There's no doubt Alonso enjoyed his laps more than ever over the weekend, as did everyone else, notwithstanding the exceptionally searing heat of "the world's hottest race" this year, which left the Spaniard and his runners-up looking like bedraggled kittens on the victory podium. With track designer Hermann Tilke's arrowhead of straights, peaking at that grandly canopied hairpin leading to the start/finish line, and its curlicues of corners and chicanes slithering past hillsides commanding panoramic views, Sepang remains, as conceptualiser Tun Dr Mahathir Mohamad said with smiling satisfaction last weekend, "the benchmark for F1 circuits".
Newer race tracks are up and running in Bahrain and Shanghai, but Sepang in its seventh year has come of age: as beloved of F1 drivers and teams as it is by their fans from foreign lands and the Malaysians who far outnumber them on the grandstands and hillsides come race weekend. The festive and celebratory air that has come to infuse the Malaysian Grand Prix easily and naturally lent itself to the expanded agenda of rock concerts and cocktail parties at this year's event.
The Tour de Langkawi, as well, should always be mentioned in connection with world-class Malaysian sporting events that present us magnificently to the world - it too has gone from strength to strength with each passing year - but that superb bicycle race is a moveable feast, while the Sepang F1 GP is a whirl of screaming dervishes around a 5.542km maypole. On F1 weekend in the Klang Valley, hotels are filled, cash is tilled and retailers thrilled.
Photogenic and TV-friendly for millions of viewers around the world, the race is still about being there: The shriek of the engines; the stench of superheated rubber, metal and oil; the ebb and flow of 100,000 rubber-necking, people-watching, celebrity-spotting spectators. Sepang International Circuit chairman Datuk Mokhzani Mahathir and his associates deserve congratulations on a successful, well-run event in a well maintained and managed venue. Malaysia can be deservedly proud of the Sepang GP.
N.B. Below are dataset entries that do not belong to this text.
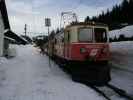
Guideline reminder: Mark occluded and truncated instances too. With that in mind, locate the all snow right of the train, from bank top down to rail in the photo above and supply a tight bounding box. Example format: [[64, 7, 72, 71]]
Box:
[[110, 41, 133, 96]]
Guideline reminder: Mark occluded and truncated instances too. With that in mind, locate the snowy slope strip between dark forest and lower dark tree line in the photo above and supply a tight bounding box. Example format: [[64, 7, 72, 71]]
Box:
[[109, 25, 133, 38]]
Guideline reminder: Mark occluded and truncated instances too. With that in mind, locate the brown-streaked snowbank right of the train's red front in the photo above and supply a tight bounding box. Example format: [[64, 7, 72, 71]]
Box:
[[110, 41, 133, 72]]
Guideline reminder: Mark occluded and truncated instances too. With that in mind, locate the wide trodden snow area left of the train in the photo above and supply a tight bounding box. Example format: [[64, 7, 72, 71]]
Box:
[[0, 45, 104, 100]]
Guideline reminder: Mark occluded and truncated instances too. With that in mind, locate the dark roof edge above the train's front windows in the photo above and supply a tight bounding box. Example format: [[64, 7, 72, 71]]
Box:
[[67, 22, 108, 27]]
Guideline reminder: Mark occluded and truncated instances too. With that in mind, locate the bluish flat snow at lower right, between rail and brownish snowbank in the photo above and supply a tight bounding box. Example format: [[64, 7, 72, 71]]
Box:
[[110, 68, 133, 97]]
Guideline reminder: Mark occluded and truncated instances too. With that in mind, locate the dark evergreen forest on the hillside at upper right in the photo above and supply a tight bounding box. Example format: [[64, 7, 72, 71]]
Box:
[[85, 0, 133, 30]]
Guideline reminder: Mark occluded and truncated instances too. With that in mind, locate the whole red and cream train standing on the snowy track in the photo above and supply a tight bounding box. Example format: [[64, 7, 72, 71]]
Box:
[[44, 22, 111, 84]]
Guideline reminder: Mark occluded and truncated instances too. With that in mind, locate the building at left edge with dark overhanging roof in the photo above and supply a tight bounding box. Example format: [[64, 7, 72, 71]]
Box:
[[0, 0, 27, 56]]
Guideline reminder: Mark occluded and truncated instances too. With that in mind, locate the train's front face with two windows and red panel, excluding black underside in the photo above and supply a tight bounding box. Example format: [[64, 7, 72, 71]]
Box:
[[69, 23, 110, 62]]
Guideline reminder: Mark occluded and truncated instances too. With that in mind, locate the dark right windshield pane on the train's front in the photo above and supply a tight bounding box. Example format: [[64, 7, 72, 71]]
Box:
[[94, 28, 107, 42]]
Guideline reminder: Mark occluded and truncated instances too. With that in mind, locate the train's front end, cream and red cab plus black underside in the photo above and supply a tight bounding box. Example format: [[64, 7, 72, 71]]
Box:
[[64, 23, 111, 84]]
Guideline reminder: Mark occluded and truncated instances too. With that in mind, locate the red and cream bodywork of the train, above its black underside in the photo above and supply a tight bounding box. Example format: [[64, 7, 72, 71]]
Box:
[[54, 23, 110, 62]]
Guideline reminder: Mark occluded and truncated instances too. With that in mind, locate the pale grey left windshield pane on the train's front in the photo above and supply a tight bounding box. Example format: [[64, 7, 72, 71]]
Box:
[[79, 28, 93, 42]]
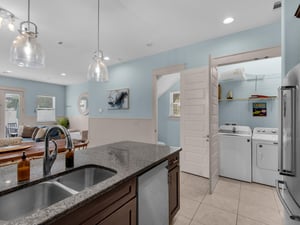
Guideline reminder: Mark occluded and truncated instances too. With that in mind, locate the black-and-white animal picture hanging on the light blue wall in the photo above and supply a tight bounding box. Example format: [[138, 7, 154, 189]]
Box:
[[107, 88, 129, 109]]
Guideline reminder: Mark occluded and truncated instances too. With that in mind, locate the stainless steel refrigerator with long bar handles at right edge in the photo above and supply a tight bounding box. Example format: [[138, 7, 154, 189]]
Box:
[[276, 64, 300, 225]]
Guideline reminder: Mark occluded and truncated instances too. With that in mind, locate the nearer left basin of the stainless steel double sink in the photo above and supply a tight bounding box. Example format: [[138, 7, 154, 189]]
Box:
[[0, 182, 72, 220]]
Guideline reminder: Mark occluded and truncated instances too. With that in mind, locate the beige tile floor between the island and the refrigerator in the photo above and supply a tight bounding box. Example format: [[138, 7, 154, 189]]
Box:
[[172, 172, 284, 225]]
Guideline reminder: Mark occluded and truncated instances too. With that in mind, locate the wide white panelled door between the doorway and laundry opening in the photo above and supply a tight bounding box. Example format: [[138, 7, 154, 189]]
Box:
[[180, 67, 210, 178]]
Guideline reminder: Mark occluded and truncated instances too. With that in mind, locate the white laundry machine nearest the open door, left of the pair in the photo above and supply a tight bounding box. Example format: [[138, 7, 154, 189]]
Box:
[[219, 125, 252, 182]]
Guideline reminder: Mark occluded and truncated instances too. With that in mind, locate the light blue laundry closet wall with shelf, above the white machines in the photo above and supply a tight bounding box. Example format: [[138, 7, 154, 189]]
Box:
[[218, 57, 281, 129]]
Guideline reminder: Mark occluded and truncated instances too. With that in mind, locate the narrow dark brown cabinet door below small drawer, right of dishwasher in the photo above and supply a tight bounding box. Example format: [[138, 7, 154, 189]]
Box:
[[169, 166, 180, 221]]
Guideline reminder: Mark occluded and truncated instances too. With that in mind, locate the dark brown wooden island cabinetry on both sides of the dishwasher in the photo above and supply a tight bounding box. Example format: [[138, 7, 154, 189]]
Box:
[[47, 153, 180, 225]]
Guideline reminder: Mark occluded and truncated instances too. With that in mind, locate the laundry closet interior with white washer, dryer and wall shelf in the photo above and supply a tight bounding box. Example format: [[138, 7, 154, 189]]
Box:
[[218, 57, 281, 186]]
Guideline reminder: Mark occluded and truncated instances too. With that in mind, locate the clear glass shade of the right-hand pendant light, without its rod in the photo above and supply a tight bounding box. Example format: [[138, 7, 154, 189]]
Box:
[[88, 52, 108, 82]]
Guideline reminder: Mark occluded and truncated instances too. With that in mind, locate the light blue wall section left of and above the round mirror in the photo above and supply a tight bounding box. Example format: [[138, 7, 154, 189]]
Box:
[[66, 82, 88, 116]]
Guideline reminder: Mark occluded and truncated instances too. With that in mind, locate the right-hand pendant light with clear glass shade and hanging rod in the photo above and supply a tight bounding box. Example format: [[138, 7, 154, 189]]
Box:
[[87, 0, 108, 82]]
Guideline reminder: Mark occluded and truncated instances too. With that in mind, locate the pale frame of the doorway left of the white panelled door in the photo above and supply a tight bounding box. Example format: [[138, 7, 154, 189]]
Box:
[[152, 64, 185, 144]]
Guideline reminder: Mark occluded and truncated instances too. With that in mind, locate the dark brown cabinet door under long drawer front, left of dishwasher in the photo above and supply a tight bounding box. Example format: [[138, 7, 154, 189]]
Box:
[[98, 198, 136, 225]]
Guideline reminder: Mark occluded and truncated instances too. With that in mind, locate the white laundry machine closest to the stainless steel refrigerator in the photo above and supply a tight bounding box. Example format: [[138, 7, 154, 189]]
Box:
[[252, 127, 280, 186]]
After the impressive first appearance here of 11th-placed Narain Karthikeyan of Chennai and Team Jordan, however, we might choose to turn a blind eye, for now, on the other aspect of Dr Mahathir's vision of 10 years ago, which was to produce not just the world's best Formula One racing circuit but a driver of our own fit to race upon it. The way things are going in that respect, we might get an astronaut first.